La session de la Chambre d’agriculture a apporté des données percutantes sur le fossé abyssal qui se creuse entre secteurs bénéficiaires de fonds européens.

"Depuis 1992, la meilleure année d’un éleveur n’a jamais atteint la pire d’un céréalier". La phrase a fait mouche vendredi dernier devant les élus de la Chambre d’agriculture réunis en session. Car même si elle se défend de revendiquer l’argent des "céréaliers", la profession agricole a de plus en plus de mal à accepter l’injustice d’une politique communautaire, à la logique obsolète et aux effets ravageurs pour l’élevage français. À quelques jours du grand rassemblement de Clermont-Ferrand, et en s’appuyant sur les études conduites en préparation de la Conférence nationale sur le revenu, les dirigeants de la chambre consulaire ont souhaité enfoncer le clou, chiffres à l’appui. Une conférence demandée par les responsables agricoles dont "l’enjeu est de corriger les écarts de revenus de ceux qui sont en crise structurelle, notamment les systèmes herbagers extensifs, avant d’apporter des réponses à ceux qui vivent des difficultés conjoncturelles, à l’image des éleveurs de porcs bretons", estime Thierry Boulleau. L’animateur du Sidam (Service interdépartemental pour l’animation du Massif central) s’est ainsi attaché à développer des arguments incontestables militant plus que jamais en faveur d’un rééquilibrage des soutiens publics. Car si les charges ont augmenté en moyenne de 17 % en 2007 dans l’élevage français, affectant également le secteur végétal, "cette hausse n’a pas le même impact selon qu’on l’applique aux 12 000 euros (par unité de main d’œuvre) de revenus moyens annuels des éleveurs du Massif central (moins que le Smic) ou aux 90 000 euros enregistrés en 2007 dans le Bassin parisien", a rappelé l’ancien collaborateur de Michel Debatisse.

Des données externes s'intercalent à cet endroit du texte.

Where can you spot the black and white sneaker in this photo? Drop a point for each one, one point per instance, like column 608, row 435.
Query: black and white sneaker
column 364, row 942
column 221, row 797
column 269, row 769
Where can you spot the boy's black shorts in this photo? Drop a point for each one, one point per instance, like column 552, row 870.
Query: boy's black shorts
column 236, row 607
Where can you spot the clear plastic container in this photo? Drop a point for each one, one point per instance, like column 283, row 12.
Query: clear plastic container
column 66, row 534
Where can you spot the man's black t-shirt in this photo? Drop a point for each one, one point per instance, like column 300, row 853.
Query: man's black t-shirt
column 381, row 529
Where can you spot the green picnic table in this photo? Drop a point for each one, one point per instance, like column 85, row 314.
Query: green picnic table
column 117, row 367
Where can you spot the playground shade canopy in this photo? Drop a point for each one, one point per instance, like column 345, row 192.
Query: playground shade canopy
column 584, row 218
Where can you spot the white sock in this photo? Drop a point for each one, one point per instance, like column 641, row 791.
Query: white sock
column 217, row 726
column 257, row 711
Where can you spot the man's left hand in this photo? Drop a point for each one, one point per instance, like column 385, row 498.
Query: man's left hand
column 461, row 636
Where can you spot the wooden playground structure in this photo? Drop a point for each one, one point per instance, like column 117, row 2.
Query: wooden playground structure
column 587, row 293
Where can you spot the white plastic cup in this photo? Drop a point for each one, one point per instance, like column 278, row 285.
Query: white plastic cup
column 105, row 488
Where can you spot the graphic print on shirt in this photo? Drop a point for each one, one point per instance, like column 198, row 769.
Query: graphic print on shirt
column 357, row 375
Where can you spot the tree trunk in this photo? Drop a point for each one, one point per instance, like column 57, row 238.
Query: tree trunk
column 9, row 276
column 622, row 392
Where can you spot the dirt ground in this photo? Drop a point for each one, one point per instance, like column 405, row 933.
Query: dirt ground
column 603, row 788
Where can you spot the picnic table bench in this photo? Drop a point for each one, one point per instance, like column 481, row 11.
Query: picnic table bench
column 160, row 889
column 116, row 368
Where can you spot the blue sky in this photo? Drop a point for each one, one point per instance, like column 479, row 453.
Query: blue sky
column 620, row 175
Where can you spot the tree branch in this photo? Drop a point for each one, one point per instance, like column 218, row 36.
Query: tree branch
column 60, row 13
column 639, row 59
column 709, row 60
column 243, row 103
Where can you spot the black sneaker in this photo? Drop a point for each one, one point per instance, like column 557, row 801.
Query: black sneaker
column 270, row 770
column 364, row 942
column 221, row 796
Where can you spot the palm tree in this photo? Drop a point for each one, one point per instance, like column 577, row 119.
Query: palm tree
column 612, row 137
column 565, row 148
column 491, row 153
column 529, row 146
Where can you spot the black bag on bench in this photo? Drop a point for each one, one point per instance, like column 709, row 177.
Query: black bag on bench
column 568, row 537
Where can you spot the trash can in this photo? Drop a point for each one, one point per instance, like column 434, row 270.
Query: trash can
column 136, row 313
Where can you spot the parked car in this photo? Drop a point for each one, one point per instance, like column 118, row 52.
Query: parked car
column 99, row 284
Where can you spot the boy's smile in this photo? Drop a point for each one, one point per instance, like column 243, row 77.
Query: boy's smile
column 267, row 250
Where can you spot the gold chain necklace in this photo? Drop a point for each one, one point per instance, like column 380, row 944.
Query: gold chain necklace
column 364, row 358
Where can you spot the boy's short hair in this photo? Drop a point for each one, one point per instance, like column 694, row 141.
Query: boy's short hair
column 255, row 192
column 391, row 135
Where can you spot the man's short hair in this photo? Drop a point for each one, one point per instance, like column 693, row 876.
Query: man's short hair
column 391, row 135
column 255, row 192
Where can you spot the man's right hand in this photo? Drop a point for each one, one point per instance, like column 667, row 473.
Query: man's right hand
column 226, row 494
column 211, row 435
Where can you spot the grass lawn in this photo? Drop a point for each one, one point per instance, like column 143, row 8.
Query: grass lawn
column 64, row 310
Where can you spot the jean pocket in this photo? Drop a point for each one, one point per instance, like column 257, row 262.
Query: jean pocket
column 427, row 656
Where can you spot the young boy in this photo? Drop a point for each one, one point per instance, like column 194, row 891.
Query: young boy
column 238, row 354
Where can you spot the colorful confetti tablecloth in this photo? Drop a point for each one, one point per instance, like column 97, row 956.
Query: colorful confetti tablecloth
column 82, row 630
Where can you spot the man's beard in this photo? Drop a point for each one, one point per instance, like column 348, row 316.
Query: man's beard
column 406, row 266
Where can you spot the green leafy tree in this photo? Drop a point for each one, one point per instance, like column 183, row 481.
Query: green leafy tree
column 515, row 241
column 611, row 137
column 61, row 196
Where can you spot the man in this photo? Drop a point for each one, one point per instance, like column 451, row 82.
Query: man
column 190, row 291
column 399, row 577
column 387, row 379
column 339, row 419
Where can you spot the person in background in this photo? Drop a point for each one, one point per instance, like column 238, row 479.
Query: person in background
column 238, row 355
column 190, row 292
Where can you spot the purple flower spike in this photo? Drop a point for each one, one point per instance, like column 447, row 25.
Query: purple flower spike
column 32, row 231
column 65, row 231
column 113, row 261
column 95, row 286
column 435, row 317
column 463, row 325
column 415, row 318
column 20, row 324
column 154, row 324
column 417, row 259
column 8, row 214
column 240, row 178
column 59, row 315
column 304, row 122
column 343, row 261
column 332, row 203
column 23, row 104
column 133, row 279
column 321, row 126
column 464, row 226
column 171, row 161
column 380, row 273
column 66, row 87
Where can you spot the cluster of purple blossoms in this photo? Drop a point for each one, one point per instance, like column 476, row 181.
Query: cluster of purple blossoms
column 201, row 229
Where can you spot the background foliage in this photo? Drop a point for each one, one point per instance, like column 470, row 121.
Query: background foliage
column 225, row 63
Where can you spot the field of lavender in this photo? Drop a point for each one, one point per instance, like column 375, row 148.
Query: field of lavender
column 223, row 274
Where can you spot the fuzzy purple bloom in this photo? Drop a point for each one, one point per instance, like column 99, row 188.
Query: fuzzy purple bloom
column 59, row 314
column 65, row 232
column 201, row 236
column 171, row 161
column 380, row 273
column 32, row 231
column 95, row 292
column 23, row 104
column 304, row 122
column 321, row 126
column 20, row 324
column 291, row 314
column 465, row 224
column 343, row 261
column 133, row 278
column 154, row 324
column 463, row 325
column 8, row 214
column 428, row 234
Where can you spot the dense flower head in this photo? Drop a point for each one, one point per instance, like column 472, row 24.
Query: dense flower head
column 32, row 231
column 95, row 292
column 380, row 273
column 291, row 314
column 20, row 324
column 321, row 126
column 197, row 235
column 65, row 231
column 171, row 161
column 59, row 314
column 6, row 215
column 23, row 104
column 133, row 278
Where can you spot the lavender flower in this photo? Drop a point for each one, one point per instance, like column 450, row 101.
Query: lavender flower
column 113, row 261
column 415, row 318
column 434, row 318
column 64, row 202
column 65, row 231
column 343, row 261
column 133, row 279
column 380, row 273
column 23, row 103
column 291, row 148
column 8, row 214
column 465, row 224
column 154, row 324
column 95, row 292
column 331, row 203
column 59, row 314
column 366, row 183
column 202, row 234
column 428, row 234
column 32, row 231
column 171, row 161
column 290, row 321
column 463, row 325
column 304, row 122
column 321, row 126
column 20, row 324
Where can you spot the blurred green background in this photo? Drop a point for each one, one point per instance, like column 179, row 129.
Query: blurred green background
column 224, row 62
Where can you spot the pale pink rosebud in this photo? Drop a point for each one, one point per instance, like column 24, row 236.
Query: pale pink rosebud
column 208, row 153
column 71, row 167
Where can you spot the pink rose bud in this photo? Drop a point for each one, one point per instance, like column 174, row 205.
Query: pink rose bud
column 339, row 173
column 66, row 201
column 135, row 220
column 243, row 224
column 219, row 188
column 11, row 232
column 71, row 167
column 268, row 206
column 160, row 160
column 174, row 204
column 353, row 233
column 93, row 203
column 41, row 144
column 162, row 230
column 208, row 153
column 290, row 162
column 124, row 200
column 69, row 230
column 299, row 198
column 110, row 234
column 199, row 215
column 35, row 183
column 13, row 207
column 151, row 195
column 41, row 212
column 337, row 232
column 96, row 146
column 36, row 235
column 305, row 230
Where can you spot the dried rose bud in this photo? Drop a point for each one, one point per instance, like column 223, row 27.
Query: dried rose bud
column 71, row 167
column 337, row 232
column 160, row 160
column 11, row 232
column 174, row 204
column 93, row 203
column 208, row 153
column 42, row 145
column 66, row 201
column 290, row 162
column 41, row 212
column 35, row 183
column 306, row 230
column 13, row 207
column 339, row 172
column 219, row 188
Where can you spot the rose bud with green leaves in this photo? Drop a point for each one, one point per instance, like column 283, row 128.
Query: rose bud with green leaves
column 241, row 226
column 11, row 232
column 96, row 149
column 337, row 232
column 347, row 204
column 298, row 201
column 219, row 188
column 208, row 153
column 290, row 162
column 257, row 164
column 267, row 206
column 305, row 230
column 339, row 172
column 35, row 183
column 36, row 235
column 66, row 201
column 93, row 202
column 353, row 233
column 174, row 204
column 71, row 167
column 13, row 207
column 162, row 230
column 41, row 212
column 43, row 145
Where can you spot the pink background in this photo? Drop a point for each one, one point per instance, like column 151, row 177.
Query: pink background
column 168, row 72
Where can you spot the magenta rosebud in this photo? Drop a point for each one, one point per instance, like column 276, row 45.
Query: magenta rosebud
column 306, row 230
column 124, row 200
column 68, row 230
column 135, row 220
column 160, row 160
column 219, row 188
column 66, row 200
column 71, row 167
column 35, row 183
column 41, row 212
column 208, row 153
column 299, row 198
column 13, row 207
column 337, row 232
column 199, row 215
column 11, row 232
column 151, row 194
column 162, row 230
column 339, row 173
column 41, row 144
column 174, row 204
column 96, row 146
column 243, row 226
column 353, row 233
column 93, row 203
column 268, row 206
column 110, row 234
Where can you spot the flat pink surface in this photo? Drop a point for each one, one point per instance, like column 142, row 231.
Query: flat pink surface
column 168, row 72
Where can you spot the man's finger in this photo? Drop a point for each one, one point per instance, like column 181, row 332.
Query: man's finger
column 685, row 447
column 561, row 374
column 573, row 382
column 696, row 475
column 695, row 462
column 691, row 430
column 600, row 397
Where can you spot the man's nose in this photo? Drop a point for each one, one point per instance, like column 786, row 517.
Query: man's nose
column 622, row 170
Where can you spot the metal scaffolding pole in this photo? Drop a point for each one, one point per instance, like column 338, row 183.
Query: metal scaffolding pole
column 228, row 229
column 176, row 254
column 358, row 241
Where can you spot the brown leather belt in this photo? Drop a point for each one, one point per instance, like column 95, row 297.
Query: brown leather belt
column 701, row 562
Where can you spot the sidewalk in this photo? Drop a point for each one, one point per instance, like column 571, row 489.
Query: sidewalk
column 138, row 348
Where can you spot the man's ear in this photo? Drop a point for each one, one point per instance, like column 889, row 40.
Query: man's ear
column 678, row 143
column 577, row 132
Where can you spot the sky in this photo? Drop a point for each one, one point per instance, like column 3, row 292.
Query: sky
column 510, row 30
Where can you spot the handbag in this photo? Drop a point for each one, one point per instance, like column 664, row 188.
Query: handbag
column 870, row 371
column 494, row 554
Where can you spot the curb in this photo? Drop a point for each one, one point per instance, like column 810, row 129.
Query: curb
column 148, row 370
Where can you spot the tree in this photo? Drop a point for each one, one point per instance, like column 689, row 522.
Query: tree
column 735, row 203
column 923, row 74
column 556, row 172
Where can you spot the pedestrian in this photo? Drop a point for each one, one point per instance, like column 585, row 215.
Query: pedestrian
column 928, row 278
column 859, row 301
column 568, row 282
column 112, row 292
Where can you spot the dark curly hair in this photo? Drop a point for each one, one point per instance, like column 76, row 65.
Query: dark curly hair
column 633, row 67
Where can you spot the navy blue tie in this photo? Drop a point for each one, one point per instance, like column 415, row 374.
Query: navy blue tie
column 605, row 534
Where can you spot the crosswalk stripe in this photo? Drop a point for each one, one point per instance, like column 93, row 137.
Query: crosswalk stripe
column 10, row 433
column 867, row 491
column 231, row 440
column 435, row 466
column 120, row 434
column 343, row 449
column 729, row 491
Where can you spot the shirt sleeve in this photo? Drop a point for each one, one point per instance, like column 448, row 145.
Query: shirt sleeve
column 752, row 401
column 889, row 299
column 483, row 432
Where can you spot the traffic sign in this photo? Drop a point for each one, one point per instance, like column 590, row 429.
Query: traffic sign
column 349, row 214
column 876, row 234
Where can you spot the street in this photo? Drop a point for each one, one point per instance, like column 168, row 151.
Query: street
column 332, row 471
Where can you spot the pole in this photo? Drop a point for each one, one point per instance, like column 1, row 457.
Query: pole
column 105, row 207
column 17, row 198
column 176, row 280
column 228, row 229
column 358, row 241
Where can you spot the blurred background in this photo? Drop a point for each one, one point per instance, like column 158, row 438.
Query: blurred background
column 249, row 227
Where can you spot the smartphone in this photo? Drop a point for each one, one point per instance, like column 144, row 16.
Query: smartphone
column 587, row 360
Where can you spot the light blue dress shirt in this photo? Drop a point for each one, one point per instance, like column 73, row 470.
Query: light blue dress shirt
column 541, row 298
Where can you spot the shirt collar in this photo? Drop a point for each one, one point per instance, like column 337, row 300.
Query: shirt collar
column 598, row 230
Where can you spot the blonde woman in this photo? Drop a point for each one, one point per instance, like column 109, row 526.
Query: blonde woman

Une carte des revenus calquée sur celles des aides communautaires
Et les perspectives de revenus 2008 établies par l’Institut de l’élevage n’incitent guère à l’optimisme (voir ci-dessous), quelle que soit la production animale. Certes, il y a sûrement encore des marges de manoeuvre pour maîtriser les charges ou encore valoriser et segmenter davantage les produits des cheptels bovins et ovins - dont le prix s’avère déjà relativement élevé dans le contexte actuel de débat sur le pouvoir d’achat -, mais pour le président Louis-François Fontant, le seul véritable levier demeure une correction des déséquilibres issus de la Pac de 1992. Un impératif pour la survie de l’élevage mais aussi pour l’avenir de la Pac selon T. Boulleau : "Si rien n’est fait, il sera difficile de légitimer une politique devenue aberrante, que les États-Unis ont, eux, abandonnée au bout d’un an".